The other issue with the docs is that they don't seem contextualised enough, somehow. They would list the functions/methods of an object but not really explain how it fit into the system as a whole. Maybe this is to do with not understanding facets, or CM's extension architecture, enough, or something, but it was definitely a recurring theme of my experience. I also found the CM API slightly confusing in that (almost) everything you do is via a function that takes some state object as input, as opposed to via calling methods on that object, but that's more of a style issue once you realise that you have to `import {doSomething} from "codemirror"` and `doSomething(state)` as opposed to `state.doSomething()`.

lukan · on March 25, 2024

Thx. I will just try both I think.
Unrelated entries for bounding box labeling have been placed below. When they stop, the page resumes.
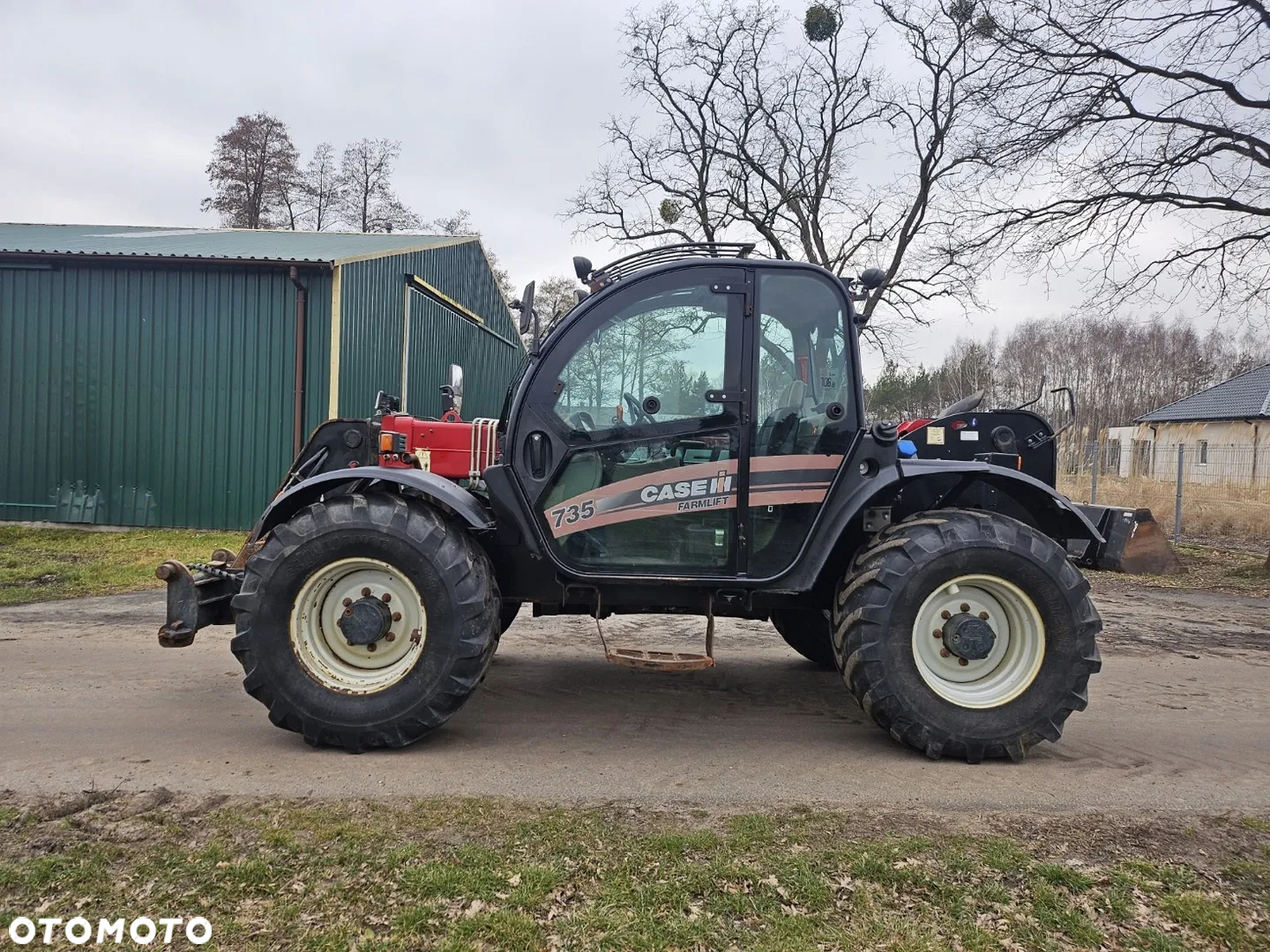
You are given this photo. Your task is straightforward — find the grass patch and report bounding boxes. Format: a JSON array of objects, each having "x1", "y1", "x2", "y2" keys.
[
  {"x1": 0, "y1": 797, "x2": 1270, "y2": 952},
  {"x1": 0, "y1": 525, "x2": 245, "y2": 606}
]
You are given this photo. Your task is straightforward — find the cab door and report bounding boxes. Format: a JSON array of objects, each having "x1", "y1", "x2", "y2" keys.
[
  {"x1": 512, "y1": 266, "x2": 751, "y2": 576},
  {"x1": 745, "y1": 264, "x2": 863, "y2": 579}
]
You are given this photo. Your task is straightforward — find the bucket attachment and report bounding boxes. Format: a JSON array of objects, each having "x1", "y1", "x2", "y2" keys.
[
  {"x1": 604, "y1": 647, "x2": 713, "y2": 672},
  {"x1": 595, "y1": 602, "x2": 713, "y2": 673},
  {"x1": 1117, "y1": 509, "x2": 1186, "y2": 575},
  {"x1": 1072, "y1": 505, "x2": 1186, "y2": 575}
]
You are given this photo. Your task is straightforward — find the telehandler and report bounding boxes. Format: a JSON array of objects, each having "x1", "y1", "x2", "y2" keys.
[{"x1": 158, "y1": 242, "x2": 1108, "y2": 762}]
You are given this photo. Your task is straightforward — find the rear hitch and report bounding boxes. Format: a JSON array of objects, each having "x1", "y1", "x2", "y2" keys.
[{"x1": 155, "y1": 552, "x2": 243, "y2": 647}]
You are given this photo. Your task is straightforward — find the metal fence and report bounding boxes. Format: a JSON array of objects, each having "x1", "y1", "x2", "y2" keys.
[{"x1": 1058, "y1": 439, "x2": 1270, "y2": 548}]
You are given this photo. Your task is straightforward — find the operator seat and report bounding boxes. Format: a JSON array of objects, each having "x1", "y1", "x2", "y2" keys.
[{"x1": 754, "y1": 380, "x2": 806, "y2": 456}]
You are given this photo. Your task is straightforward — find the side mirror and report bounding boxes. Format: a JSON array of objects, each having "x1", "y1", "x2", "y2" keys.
[
  {"x1": 513, "y1": 280, "x2": 534, "y2": 334},
  {"x1": 450, "y1": 363, "x2": 464, "y2": 413},
  {"x1": 860, "y1": 268, "x2": 886, "y2": 291}
]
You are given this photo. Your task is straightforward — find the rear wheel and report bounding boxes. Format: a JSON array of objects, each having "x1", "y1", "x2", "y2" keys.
[
  {"x1": 773, "y1": 608, "x2": 837, "y2": 667},
  {"x1": 833, "y1": 510, "x2": 1102, "y2": 762},
  {"x1": 231, "y1": 494, "x2": 500, "y2": 751}
]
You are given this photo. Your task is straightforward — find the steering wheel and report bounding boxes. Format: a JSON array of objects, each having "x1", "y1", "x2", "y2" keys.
[{"x1": 623, "y1": 393, "x2": 656, "y2": 423}]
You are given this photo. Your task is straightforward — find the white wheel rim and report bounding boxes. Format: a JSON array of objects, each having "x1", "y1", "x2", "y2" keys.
[
  {"x1": 291, "y1": 559, "x2": 428, "y2": 695},
  {"x1": 913, "y1": 575, "x2": 1045, "y2": 710}
]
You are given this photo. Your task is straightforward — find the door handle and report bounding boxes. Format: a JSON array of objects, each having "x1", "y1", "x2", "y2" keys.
[{"x1": 525, "y1": 433, "x2": 550, "y2": 480}]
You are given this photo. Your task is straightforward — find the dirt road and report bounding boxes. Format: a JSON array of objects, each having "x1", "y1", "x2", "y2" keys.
[{"x1": 0, "y1": 584, "x2": 1270, "y2": 813}]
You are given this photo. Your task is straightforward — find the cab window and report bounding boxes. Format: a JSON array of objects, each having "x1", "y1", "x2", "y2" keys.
[
  {"x1": 751, "y1": 271, "x2": 852, "y2": 456},
  {"x1": 555, "y1": 285, "x2": 728, "y2": 430}
]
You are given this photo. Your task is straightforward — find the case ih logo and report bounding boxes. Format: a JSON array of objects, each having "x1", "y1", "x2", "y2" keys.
[
  {"x1": 639, "y1": 470, "x2": 733, "y2": 513},
  {"x1": 543, "y1": 459, "x2": 736, "y2": 539},
  {"x1": 543, "y1": 455, "x2": 842, "y2": 539}
]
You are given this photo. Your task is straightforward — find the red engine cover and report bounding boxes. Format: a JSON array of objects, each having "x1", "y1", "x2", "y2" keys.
[{"x1": 380, "y1": 413, "x2": 497, "y2": 480}]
The other comment mentioned treesitter now provides native bindings, so it should be easy to try it out.

k8svet · on March 25, 2024

Lezer is 5 years old. It's quite clear which won out between Tree-Sitter and Lezer, and it's not Lezer.

lukan · on March 25, 2024

Sorry, but it is not clear to me. Lezer obviously works in the real world, as codemirror is quite widespread (integrated in chrome dev tools for example).

And since I use codemirror anyway, it might make sense to also use lezer, unless there are downsides I am not aware of.

jitl · on March 25, 2024

I think Lezer is great if there’s a parser for your language, or you only need to support a few languages and you have time to build grammars yourself.

When you need to build a general tool that supports a ton of languages, that’s when Lezer doesn’t fit as well since there just aren’t a ton of existing grammars out there.

lukan · on March 25, 2024

I see. Well I am fine with just js and ts for now, but long term I need more language support. So I probably should choose tree sitter.

jitl · on March 24, 2024

I learned from a google search that these days upstream tree-sitter provides WebAssembly bindings.

Source: https://github.com/tree-sitter/tree-sitter/tree/master/lib/b...

NPM: https://www.npmjs.com/package/web-tree-sitter

Download from the latest Github release: js file (https://github.com/tree-sitter/tree-sitter/releases/download...) and wasm file (https://github.com/tree-sitter/tree-sitter/releases/download...)

It's great to see upstream maintaining the bindings. I maintain a Typescript/Empscripten/WebAssembtly binding for quickjs and it's more involved than I would like.

Besides providing a WASM build, Emscripten can build a lot of C code to straight JS, which you can use in non-WebAssembly browsers, or in runtimes like Cloudflare or Vercel Edge that support WebAssembly but it's a pain in the behind. Unfortunately the tree-sitter upstream doesn't output such a build but given they already maintain the bindings it wouldn't be a lot of effort to pass the option to emcc (set -s WASM=0 -s SINGLE_FILE=1 instead of -s WASM=1)

conartist6 · on March 25, 2024

I will probably be able to run tree-sitter grammars in plain JS (no WASM) soonish (within the next six months, say) on the BABLR VM

amluto · on March 25, 2024

Silly question. The OP says:

    if (true) something()
    // Comment
    otherStatement()

> ... the comment should not be part of the if statement's node.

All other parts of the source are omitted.